In 1995, Lee Brozgol—a queer Sephardic Jewish social worker, artist and community activist from the Lower East Side—proffered an alternative vision to what we have now. Prior to this, Brozgol created the remarkable Greenwich Village Christopher Street subway mosaics in 1994, along with other prominent public artworks in Lower Manhattan which called attention to the HIV/AIDS epidemic, among other social issues. After completing his work at the Christopher Street subway stop, Brozgol designed a proposal for a 984-foot Eiffel Tower replica perched above Delancey Street clad with foliage, crowned by a figurative statue of a Grecian woman wearing a toga, as an unsolicited monument to the Triangle Fire victims. One pair of the bootleg Eiffel Tower’s legs would be planted somewhere on Forsyth Street, while the other pair would touch down on Canal. At the base of the tower, Brozgol proposed public gardens. The design also posited widening Sarah D. Roosevelt Park and planting trees between Forsyth and the Williamsburg Bridge. “Eiffel on Delancey was about taking one of the most recognizable, posh symbols of high culture in the world and repurposing it into a monument for predominantly Jewish immigrant women who died through murderous negligence in a sweatshop,” Royal Young, Brozgol’s child, tells me.

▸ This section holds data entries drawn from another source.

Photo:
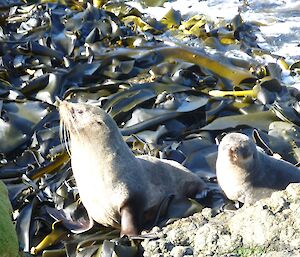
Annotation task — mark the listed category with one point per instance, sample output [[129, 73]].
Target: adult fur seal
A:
[[117, 188], [246, 174]]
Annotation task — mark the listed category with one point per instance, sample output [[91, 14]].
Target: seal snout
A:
[[240, 152]]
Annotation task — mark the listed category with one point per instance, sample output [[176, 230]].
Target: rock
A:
[[9, 246], [270, 227]]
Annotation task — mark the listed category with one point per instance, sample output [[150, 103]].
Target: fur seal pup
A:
[[246, 174], [117, 188]]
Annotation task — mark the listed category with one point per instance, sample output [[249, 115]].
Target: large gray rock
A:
[[270, 227]]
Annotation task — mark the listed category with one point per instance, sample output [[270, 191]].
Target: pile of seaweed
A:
[[168, 83]]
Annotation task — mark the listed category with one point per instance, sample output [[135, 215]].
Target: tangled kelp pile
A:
[[169, 84]]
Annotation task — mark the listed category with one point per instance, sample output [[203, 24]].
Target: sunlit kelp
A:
[[171, 100]]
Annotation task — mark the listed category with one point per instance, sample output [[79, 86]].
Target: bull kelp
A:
[[169, 83]]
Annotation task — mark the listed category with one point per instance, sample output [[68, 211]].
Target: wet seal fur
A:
[[117, 188], [246, 174]]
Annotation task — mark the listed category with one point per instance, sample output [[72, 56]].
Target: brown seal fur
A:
[[246, 174], [117, 188]]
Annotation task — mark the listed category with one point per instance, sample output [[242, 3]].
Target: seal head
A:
[[246, 174]]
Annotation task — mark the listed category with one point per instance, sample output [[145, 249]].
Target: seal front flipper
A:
[[131, 217]]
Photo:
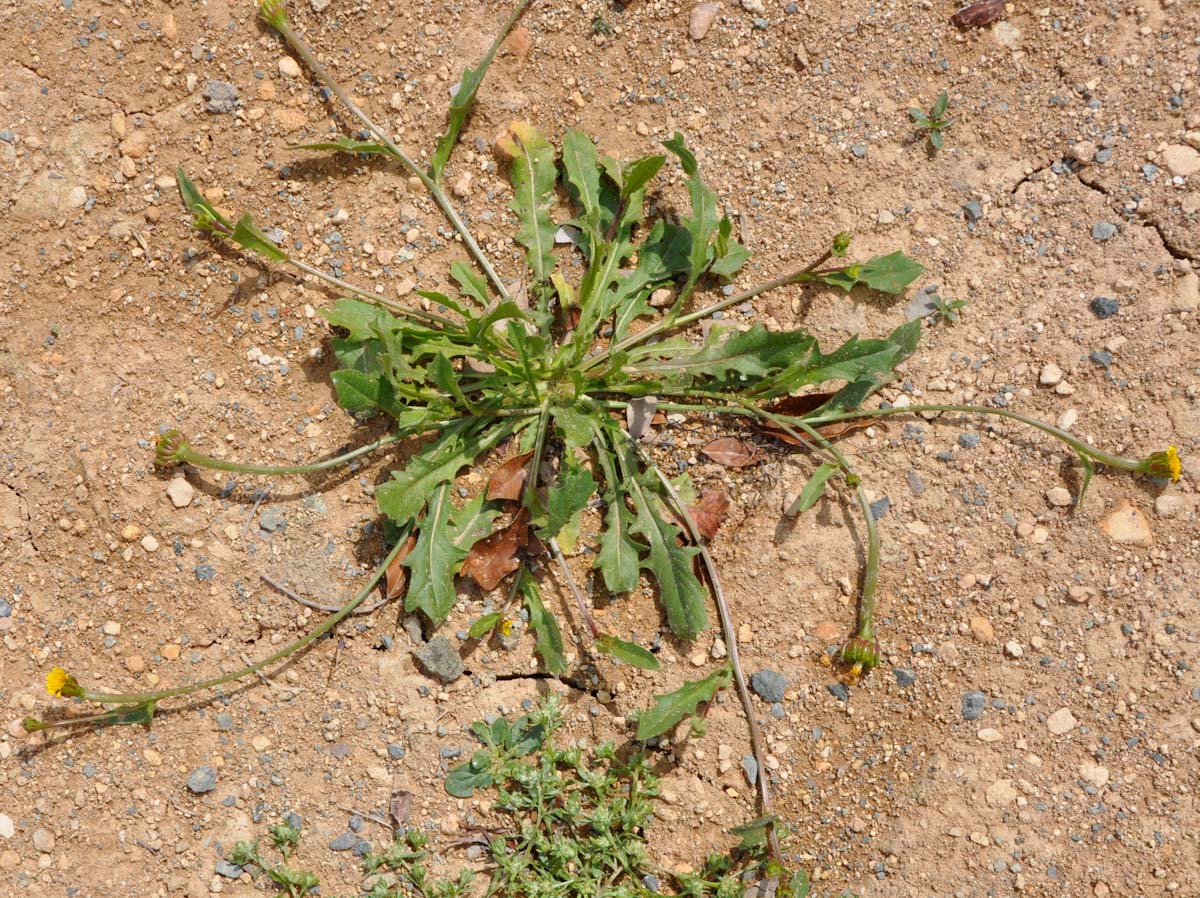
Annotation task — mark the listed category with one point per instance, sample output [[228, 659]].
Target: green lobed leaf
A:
[[533, 177], [485, 624], [250, 237], [463, 100], [444, 539], [547, 635], [814, 489], [568, 497], [617, 558], [582, 167], [459, 444], [361, 391], [629, 652], [669, 710], [887, 274], [681, 593], [343, 144]]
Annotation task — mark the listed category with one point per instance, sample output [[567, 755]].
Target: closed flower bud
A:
[[171, 449], [1165, 464]]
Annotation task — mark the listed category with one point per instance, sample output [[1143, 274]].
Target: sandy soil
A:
[[1073, 772]]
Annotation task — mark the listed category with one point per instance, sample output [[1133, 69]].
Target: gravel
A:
[[202, 779], [769, 684], [973, 704], [439, 659], [222, 96]]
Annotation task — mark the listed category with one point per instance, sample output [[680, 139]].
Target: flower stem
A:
[[439, 197], [291, 648], [190, 456]]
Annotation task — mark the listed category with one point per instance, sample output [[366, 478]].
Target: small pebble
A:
[[769, 684], [1061, 722], [43, 840], [202, 779], [973, 704], [180, 492]]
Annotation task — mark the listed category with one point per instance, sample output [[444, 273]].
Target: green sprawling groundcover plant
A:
[[571, 824], [551, 369]]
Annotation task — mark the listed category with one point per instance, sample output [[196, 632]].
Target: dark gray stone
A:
[[1105, 306], [222, 96], [202, 779], [439, 659], [769, 684]]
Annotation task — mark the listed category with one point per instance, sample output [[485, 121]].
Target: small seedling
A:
[[291, 881], [935, 121], [947, 310]]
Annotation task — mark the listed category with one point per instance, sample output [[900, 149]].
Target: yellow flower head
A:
[[61, 684], [1164, 464]]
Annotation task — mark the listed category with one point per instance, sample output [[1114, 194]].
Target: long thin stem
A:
[[396, 307], [665, 324], [731, 645], [204, 461], [439, 197], [291, 648]]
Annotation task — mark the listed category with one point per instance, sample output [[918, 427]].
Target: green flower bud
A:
[[274, 12], [861, 653], [171, 449]]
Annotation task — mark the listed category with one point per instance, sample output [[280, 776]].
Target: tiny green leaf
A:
[[669, 710], [813, 489], [250, 237], [463, 100], [203, 211], [485, 624], [628, 652]]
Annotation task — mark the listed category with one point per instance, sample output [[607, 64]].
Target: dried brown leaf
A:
[[496, 556], [709, 513], [397, 574], [731, 452], [979, 13], [801, 406], [509, 479]]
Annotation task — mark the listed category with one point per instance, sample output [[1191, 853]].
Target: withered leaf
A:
[[731, 452], [397, 574], [509, 478], [801, 406], [979, 13], [496, 556], [709, 513]]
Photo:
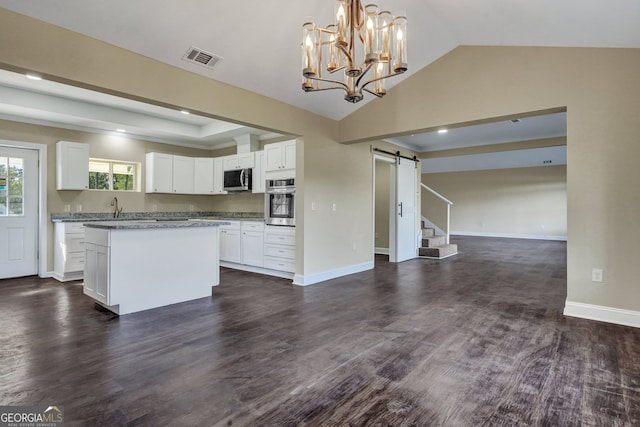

Brozgol presented his gonzo architecture to the local community board, but it wasn’t approved. Afterwards he turned the collage of Eiffel on Delancey into postcards, which he then sent to various city officials. A small exhibition on Canal Street about Brozgol’s design, curated by the Canal Street Research Association, was held in 2022, one year after Brozgol’s death. I would be remiss to describe Brozgol’s Eiffel on Delancey as late postmodernism. Brozgol, as far as this author is aware, never described his work that way—but the proposition is in the same vein as other postmodernists from that period whose work poked fun at the modern project’s seriousness with kitsch and replicas. Take for instance Antoni Miralda’s El Internacional Tapas Bar & Restaurant (1984–86) in Tribeca. It came replete with a bootleg Statue of Liberty (another Gustave Eiffel thiefdom!) peeking up from behind the facade; or even OMA’s Casa Palestra (1985–86), a 1:1 scale recreation of Mies van der Rohe’s Barcelona Pavilion, albeit slightly skewed on its x-axis.

Indeed, the binary approaches to memorializing the Triangle Fire between Richard Joon Yoo and Uri Wegman (2013–23) and Lee Brozgol (1995) make for interesting comparisons. The former was built, and the latter lives on paper. One was fueled by a steadfast level of engagement with city officials, descendants, and stakeholders over a decade, and the other was one person’s unsolicited, perhaps quixotic response to the tragedy. One uses minimalism and oral history to convey the full sense of grief behind the tragedy; and the other uses irony, an equally understandable trauma response emblematic of its time. Or, to quote the great Denise Scott Brown: “We laugh so we don’t cry.”